The power components of internal fuel forklifts are mostly double-plug internal combustion engines. Including gasoline engine, diesel engine and liquefied gas engine; the power unit of electric forklift consists of battery and DC series motor. A new type of forklift truck has appeared in recent years, and they are powered by dual fuel or dual power. The drive train is the device that receives power and transfers energy to the control train. There are mainly two kinds of mechanical transmission system and hydraulic mechanical transmission system. The first type includes friction clutches, gear transmissions, universal joint transmissions, and a main drive and differential mounted on the transaxle; the latter replaces the friction clutch with a hydrodynamic distance converter, and the rest is the same as the drive shaft . In recent years, new forklifts have appeared, using a fully hydraulic drive system. Reduce transmission parts to ensure reliability.
2. Rack part.
The action system is a device that ensures the rolling operation of the forklift and supports the entire forklift, including brackets, axles, wheels and suspension devices, etc.; the front axle of the forklift is a drive axle, and this front axle must ensure the front axle load during the handling process. In order to improve the adhesion quality of the transmission wheel, increase the adhesion to the ground to ensure that the driving force of the engine is fully utilized. The next bridge is the steering bridge. The steering wheel is installed in front of the driver, and the joystick parts such as the gear lever are placed on the right side of the driver's seat. The steering system refers to the system that makes the forklift travel direction according to the wishes of the operator. The steering system can be divided into mechanical steering system and power steering system according to the energy required for steering. Steering gear mainly refers to the driver's physical fitness as steering energy, including three parts: steering, steering, driving, and manipulation; the latter is a steering device, which has both the physical fitness of the athlete and the power of the engine. Under normal circumstances, the energy required for forklift steering is only a very small part, mainly provided by the engine through the steering afterburner. However, when the steering after burning device fails, the steering task of the car should generally be undertaken by the driver. When the internal combustion forklift is used, the steering and walking are changeable. In order to reduce the driver's manipulation burden, the internal combustion forklift mostly adopts a power steering device. Commonly used power steering devices include integral power steering gear, semi-integrated power steering gear and steering booster. Brakes are systems that slow down or stop a forklift. The device includes a brake and a brake drive shaft. According to the different braking energy, the braking system can be divided into three categories: dynamic braking system and servo braking system. First, the braking energy is mainly provided by the driver's physical energy; the second is completely dependent on the potential energy in the form of air pressure or water pressure as braking energy; the latter is the combination of the former and the middle.

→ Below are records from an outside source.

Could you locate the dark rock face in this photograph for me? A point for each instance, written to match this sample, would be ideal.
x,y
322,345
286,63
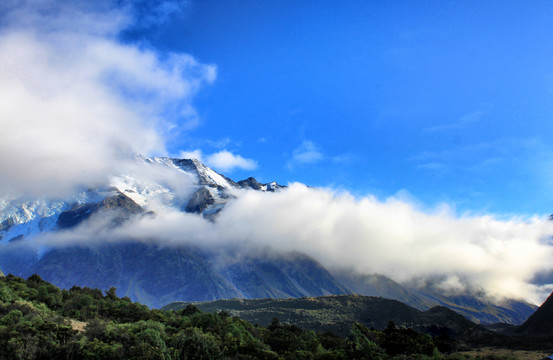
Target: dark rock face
x,y
6,224
156,276
120,202
250,183
199,201
541,322
199,169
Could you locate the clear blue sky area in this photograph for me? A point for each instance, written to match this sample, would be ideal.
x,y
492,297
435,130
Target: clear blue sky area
x,y
448,100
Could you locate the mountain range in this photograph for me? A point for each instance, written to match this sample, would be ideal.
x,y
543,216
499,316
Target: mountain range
x,y
156,274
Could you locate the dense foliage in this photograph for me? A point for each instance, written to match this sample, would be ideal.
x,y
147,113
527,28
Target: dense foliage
x,y
40,321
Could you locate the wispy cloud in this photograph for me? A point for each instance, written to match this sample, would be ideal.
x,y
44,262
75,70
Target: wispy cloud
x,y
483,157
227,161
392,237
462,123
75,102
306,153
223,160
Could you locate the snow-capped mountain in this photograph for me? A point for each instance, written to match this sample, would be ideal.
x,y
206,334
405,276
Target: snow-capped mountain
x,y
207,193
156,275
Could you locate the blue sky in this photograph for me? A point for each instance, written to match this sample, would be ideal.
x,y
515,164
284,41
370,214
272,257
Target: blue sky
x,y
449,101
442,102
418,104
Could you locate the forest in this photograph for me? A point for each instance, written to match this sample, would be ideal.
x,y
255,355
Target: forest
x,y
41,321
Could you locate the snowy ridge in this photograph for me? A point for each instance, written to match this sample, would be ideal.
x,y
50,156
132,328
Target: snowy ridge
x,y
209,190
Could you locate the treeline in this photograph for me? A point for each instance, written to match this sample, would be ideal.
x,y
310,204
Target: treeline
x,y
40,321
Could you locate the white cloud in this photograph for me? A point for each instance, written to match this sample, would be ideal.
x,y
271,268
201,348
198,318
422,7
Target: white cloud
x,y
227,161
391,237
75,102
194,154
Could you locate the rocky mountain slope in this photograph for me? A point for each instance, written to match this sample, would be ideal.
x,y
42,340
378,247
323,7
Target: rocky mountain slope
x,y
156,275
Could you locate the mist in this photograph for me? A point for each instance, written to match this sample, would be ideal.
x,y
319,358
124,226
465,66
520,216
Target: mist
x,y
455,254
77,102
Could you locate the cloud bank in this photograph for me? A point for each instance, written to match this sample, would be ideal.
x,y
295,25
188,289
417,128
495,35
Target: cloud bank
x,y
223,160
77,102
367,236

The balance weight is set behind the forklift truck to balance the quality of the goods at the front end of the forklift truck. The power unit (internal combustion engine) or battery of the forklift truck is usually installed behind the forklift truck to achieve balance.
3. Work section.
The workbench is a forklift directly operated for loading and unloading operations. It includes the following 5 parts:
(1) Pick-up tool. Various tool boxes represented by forks are used for fork opening, clamping and shoveling.

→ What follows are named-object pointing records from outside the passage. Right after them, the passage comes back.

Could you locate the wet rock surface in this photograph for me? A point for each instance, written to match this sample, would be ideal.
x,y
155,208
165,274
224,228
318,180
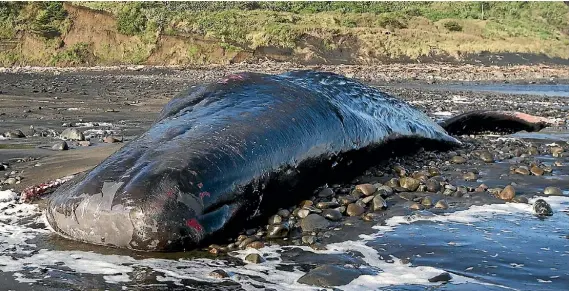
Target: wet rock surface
x,y
487,169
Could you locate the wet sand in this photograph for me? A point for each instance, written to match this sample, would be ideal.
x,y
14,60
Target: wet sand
x,y
125,104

(2) Hanger. For the hauling of forks or other working devices and hauling goods.
(3) Bracket. It is the frame of the workbench, and most parts of the work equipment are mounted on the gantry. The two-section gantry is composed of an outer gantry and an inner gantry that can be lifted up and down along the outer gantry; the three-section gantry is composed of inner, middle and outer gantry.
(4) Bracket tilting device. It is mainly composed of tilting oil cylinder, which realizes the front and rear tilting of the mast.

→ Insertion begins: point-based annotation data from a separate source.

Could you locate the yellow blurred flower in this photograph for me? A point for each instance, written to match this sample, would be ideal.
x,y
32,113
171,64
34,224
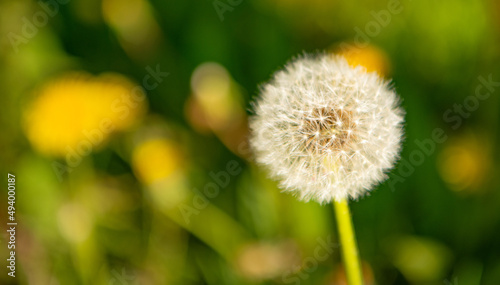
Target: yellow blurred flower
x,y
134,23
465,162
156,159
77,112
369,56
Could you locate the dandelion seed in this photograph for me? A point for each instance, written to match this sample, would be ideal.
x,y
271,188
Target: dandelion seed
x,y
326,130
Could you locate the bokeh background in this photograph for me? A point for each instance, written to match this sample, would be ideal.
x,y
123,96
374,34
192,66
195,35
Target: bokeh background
x,y
125,123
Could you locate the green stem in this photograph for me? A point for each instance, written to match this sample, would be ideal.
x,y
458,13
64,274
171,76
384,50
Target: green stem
x,y
348,243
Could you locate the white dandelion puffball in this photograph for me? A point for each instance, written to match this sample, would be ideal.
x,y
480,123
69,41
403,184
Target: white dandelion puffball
x,y
327,130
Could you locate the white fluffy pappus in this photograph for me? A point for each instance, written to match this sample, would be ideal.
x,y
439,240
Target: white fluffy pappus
x,y
327,130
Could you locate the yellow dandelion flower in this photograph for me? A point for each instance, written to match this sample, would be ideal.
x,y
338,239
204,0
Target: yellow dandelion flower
x,y
77,112
465,162
155,160
369,56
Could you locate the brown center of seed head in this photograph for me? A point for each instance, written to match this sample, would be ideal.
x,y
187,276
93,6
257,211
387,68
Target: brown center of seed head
x,y
327,129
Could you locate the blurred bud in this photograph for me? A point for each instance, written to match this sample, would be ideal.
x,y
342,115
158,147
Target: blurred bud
x,y
264,260
76,113
368,56
216,106
465,162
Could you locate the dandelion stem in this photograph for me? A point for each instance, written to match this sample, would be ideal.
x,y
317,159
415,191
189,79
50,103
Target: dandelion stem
x,y
348,243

(5) Lifting device. Towing. Under-lift power unit and towing unit. Main sprocket. Sprocket. It is composed of the hoisting cylinder that drives the lifting of the rack.
6) Hydraulic control system. Through the lifting and lowering of goods, the inclination of the gantry and other hydraulic system actions, the combination of timely control devices is realized. Including hydraulic components, pipelines, operating mechanisms, etc.
4. Electrical equipment.
Power equipment is mainly composed of batteries, forklift lighting, various alarms, alarms and other electronic components and circuits. The electric forklift adopts a series-excited DC motor, and the internal combustion engine forklift adopts an electric starter and is equipped with a high-voltage spark ignition device.